Karl Marx als Welterklärer
Karl Marx — der deutsche Prophet (ZDF, Mi., 20.15
Uhr) - Die Maske hat ganze Arbeit geleistet: Mario Adorf kommt in diesem Doku-Drama mit Rauschebart und grauer Mähne wie ein Abziehbild von Karl Marx daher. Zu erkennen ist er nur an seiner markanten Stimme. Das ist wohl die größte Überraschung dieser ZDF-Produktion zum 200. Geburtstag des deutschen Philosophen.

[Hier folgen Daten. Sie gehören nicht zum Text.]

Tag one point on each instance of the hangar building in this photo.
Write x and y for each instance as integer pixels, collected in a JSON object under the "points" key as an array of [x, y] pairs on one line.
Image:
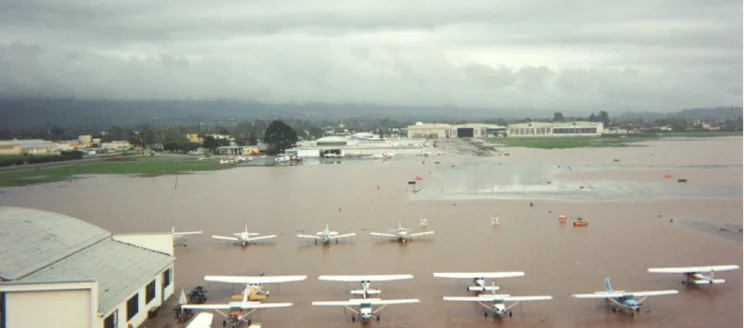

Denn zu einem guten Teil besteht sie aus wiederverwertetem Material der Serie „Die Deutschen“von 2014. Mit dem Unterschied allerdings, dass der Zuschauer damals nicht die permanenten Zeitsprünge verkraften musste wie in diesem neuen Aufguss von Regisseur Christian Twente. Denn er bediente sich einfach der Spielszenen und historischen Ausschnitte aus dem Beitrag von 2014, um mit den neuen Sequenzen ein auf Spielfilmlänge gedehntes Porträt zusammenzupuzzeln. Hauptanliegen war, Marx mehr als Welterklärer und Familienmensch darzustellen denn als Schreckgespenst. Als Erzählerin bringt die jüngste Tochter Eleonore (Sarah Hostettler) das Geschehen voran. Immerhin beleuchten die Ausführungen der Biografen und Wirtschaftler das Denken und Handeln eines visionären, aber auch widersprüchlichen Menschen, dessen fundamentales Werk „Das Kapital“vermutlich mehr missbraucht als tatsächlich gelesen wurde. Sein Bekenntnis klingt nach: „Alles was ich weiß: ich bin kein Marxist“.